The growth of atmospheric ice crystals: A summary of findings in vertical supercooled cloud tunnel studies

Abstract

Measurements of ice crystal growth under free fall in a generation of vertical supercooled cloud tunnels and some static cloud chambers as well as the related theoretical works are summarized. Growth parameters, that is, mass (m), dimensions, apparent density, and fall velocity (w), show extrema at about -5°, -10°, and -15°C where crystals are predominantly column-needle, isometric, and plate-stellar-dendrite, respectively. Crystal shape enhances with time (t) at about -5°and -15°C, whereas at -10°C the effect is minimal and crystals show strongest tendency to grow into graupel due to the fall velocity maximum discovered early in the series of present studies.

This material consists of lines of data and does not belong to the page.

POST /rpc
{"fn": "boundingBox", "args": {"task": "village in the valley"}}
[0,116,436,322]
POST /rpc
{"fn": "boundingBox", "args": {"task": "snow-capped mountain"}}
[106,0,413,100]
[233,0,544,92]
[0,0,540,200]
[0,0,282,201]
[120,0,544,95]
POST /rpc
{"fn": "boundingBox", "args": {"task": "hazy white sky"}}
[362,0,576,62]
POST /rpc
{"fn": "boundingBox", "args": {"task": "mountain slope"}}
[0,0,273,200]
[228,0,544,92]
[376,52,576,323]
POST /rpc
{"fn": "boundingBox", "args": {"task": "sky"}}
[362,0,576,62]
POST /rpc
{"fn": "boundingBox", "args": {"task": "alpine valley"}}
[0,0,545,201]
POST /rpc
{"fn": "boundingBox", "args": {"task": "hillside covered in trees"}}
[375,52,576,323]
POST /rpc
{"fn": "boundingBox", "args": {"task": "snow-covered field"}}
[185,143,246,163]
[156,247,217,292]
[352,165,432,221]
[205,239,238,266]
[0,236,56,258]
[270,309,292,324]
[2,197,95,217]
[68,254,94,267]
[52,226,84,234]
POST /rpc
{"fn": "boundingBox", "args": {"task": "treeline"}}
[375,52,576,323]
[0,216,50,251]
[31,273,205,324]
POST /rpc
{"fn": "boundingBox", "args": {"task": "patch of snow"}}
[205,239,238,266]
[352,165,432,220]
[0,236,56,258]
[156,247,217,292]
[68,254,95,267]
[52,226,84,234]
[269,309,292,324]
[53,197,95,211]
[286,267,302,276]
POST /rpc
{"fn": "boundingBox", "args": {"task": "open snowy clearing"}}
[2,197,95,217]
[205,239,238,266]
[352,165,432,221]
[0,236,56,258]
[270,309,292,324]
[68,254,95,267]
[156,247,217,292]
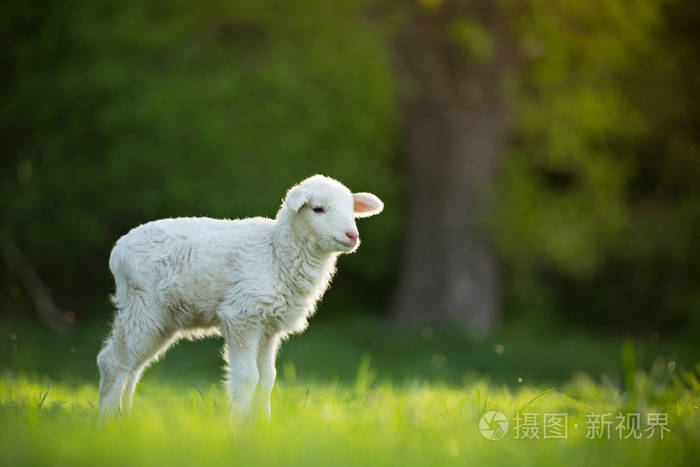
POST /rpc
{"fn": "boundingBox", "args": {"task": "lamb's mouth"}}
[333,238,355,249]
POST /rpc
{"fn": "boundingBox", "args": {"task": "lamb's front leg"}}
[255,334,280,418]
[219,312,261,418]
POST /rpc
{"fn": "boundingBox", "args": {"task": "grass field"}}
[0,319,700,466]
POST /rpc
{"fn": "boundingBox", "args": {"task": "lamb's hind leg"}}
[218,310,261,418]
[97,310,172,418]
[124,333,176,413]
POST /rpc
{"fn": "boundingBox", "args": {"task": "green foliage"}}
[0,1,399,314]
[492,0,700,329]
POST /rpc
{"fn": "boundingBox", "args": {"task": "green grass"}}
[0,320,700,466]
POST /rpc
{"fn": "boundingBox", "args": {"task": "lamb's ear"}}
[352,193,384,217]
[284,186,309,212]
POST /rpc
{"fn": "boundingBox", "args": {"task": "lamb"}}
[97,175,384,419]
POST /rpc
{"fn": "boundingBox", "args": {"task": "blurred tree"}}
[393,1,515,334]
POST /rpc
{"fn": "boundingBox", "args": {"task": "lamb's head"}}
[282,175,384,253]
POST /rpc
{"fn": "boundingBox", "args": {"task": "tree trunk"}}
[392,1,510,335]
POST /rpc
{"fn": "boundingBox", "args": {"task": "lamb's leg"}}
[255,334,280,418]
[97,338,128,419]
[124,333,176,413]
[219,311,261,418]
[97,310,171,419]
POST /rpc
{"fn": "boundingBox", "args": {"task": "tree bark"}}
[392,1,511,335]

At this temperature, switch-over of growth mode toward graupel occurs more quickly as liquid water content (W(l)) increases. Under a fixed cloud condition, the shape-enhanced crystals hardly grow into graupel and vice versa. The diffusional growth theory, with Maxwellian surface condition and without ventilation, describes well the behaviors of intermediate size crystals for which m proportional to t(3/2) proportional to (-w)(3/2) proportional to (-z)(3/4); z, being the fall distance, is identified. Small crystals grow more slowly due to accommodation coefficient effects and larger ones grow faster due to enhanced ventilation and riming. To include these effects, a generalized growth theory is formulated. A simple theory is developed for graupel/hail growth where m proportional to ρ(a)-3 (W(L)t)6 proportional to w6 proportional to (-z)3, ρ(a) being the air density. Based on these relationships, the dominance of diffusional growth mechanism for precipitation development in shallow, convectively weak, winter clouds and that of graupel/hail-type riming growth in deep, convectively strong, summer clouds is explained.